E pensare che, solo pochi giorni prima, Francesco aveva lanciato l’allarme: “Prendo molti calci sulle caviglie, tanto quella destra che quella sinistra. Per carità, nel calcio succede, ma più che altro ho paura per i Mondiali. Con tutti questi dolori riesco solo a fare un po’ di fisioterapia il giorno dopo la partita, poi un allenamento leggero e si torna subito in ritiro. Insomma, non mi alleno mai…“. Quasi un presagio, scriveva, in modo un po’ sinistro, la Gazzetta dello Sport.


Sconvolto Richard Vanigli, proseguiva la Gazzetta: “Non è mia abitudine far male agli avversari, specialmente a un campione come Totti -dichiarò, con le lacrime agli occhi, nel post partita-. Sono rammaricato e voglio scusarmi pubblicamente. Sono arrivato un po’ veloce da dietro, ma volevo prendere il pallone, io in parte ho la coscienza a posto anche se non sto bene. Con Totti non ho parlato, spero di poterlo andare a trovare o di potergli parlare al più presto“.

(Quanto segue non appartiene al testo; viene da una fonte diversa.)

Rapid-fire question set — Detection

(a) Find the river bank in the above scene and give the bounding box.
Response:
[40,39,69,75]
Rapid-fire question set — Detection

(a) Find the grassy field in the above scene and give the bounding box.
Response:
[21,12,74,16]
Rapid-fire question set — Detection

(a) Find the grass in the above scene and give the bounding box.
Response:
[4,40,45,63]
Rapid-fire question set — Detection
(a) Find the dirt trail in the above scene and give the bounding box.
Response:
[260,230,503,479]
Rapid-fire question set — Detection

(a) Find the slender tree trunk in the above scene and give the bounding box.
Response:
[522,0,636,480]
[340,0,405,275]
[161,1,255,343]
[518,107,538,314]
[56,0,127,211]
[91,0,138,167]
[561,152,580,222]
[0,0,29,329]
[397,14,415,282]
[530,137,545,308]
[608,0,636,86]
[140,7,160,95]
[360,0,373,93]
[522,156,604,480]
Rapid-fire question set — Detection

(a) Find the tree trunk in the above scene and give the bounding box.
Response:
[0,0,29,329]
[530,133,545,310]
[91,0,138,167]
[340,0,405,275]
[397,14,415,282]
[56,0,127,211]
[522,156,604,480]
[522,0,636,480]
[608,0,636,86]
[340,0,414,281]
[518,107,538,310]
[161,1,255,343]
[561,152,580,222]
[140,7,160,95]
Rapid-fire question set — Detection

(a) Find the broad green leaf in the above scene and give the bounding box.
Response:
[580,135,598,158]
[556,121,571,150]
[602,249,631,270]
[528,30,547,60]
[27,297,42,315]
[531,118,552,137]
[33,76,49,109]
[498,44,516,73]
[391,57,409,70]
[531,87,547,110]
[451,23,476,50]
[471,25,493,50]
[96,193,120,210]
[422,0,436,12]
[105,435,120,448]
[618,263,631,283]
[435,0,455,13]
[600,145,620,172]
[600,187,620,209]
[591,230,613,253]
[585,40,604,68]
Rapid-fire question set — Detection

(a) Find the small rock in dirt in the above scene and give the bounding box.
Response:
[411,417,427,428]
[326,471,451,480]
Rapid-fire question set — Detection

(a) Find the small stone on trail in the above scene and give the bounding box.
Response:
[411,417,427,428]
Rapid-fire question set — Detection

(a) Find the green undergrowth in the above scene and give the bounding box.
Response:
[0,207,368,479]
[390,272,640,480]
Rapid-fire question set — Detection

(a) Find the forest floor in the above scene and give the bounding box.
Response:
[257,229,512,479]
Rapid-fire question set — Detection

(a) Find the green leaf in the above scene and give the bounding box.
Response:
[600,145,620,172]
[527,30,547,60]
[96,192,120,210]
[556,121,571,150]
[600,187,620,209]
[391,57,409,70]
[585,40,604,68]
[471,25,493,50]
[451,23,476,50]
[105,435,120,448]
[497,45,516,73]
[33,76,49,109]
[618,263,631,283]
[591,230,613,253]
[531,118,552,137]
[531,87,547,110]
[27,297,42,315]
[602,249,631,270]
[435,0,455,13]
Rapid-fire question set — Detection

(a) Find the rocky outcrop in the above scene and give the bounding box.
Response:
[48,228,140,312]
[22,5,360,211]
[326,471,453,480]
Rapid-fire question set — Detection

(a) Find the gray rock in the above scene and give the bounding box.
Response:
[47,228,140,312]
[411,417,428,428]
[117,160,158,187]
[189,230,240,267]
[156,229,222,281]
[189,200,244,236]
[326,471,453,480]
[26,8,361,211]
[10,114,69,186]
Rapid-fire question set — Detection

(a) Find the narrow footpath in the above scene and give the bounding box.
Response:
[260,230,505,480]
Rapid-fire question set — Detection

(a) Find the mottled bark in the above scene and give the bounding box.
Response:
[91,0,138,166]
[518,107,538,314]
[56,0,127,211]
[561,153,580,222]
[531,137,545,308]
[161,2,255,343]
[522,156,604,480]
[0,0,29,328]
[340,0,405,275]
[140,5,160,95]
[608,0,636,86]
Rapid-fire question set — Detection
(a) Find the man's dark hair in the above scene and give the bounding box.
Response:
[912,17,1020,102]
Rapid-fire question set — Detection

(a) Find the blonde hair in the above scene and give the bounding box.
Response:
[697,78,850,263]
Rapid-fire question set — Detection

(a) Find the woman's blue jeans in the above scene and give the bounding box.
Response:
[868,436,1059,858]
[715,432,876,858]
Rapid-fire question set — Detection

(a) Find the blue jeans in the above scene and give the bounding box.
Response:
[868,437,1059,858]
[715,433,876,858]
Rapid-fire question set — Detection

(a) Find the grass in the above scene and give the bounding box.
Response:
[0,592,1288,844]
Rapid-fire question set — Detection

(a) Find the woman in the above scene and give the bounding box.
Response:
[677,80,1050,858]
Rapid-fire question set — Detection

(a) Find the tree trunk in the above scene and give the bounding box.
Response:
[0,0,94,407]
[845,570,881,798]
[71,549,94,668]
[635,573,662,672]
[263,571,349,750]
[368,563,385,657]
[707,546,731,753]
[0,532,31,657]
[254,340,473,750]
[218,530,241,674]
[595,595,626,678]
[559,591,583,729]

Oggi, Vanigli è il vice di Cristiano Lucarelli al Catania ma, dopo più quattordici anni, a quel pomeriggio ci pensa ancora: Di quel fallo, ricordo ancora tutto -ha dichiarato di recente a lalaziosiamonoi.it. Cercai l’anticipo, ma non riuscì a prendere il pallone. Totti, però, non l’ho toccato, gli feci perdere l’equilibrio e nella torsione successe quello che successe. Non mi accorsi di cosa accadde dal vivo, anche se Francesco mi stava insultando in tutti i modi. Non riuscivo a capire il motivo lì per lì, poi in sala stampa vidi il replay e ci rimasi veramente male. Non mi ero reso conto che aveva fatto quella torsione e che aveva avuto quel problema alla caviglia. (…) Dopo quella partita, parlai subito con Totti. Mi disse anche lui che non era stato toccato, ma aggiunse che sarei potuto stare più tranquillo dietro di lui senza tentare l’anticipo. Si rese conto che non era stata un’entrata cattiva e l’ho sentito anche durante la riabilitazione ed era molto pacato. Io, purtroppo, fui bersagliato da tanti“.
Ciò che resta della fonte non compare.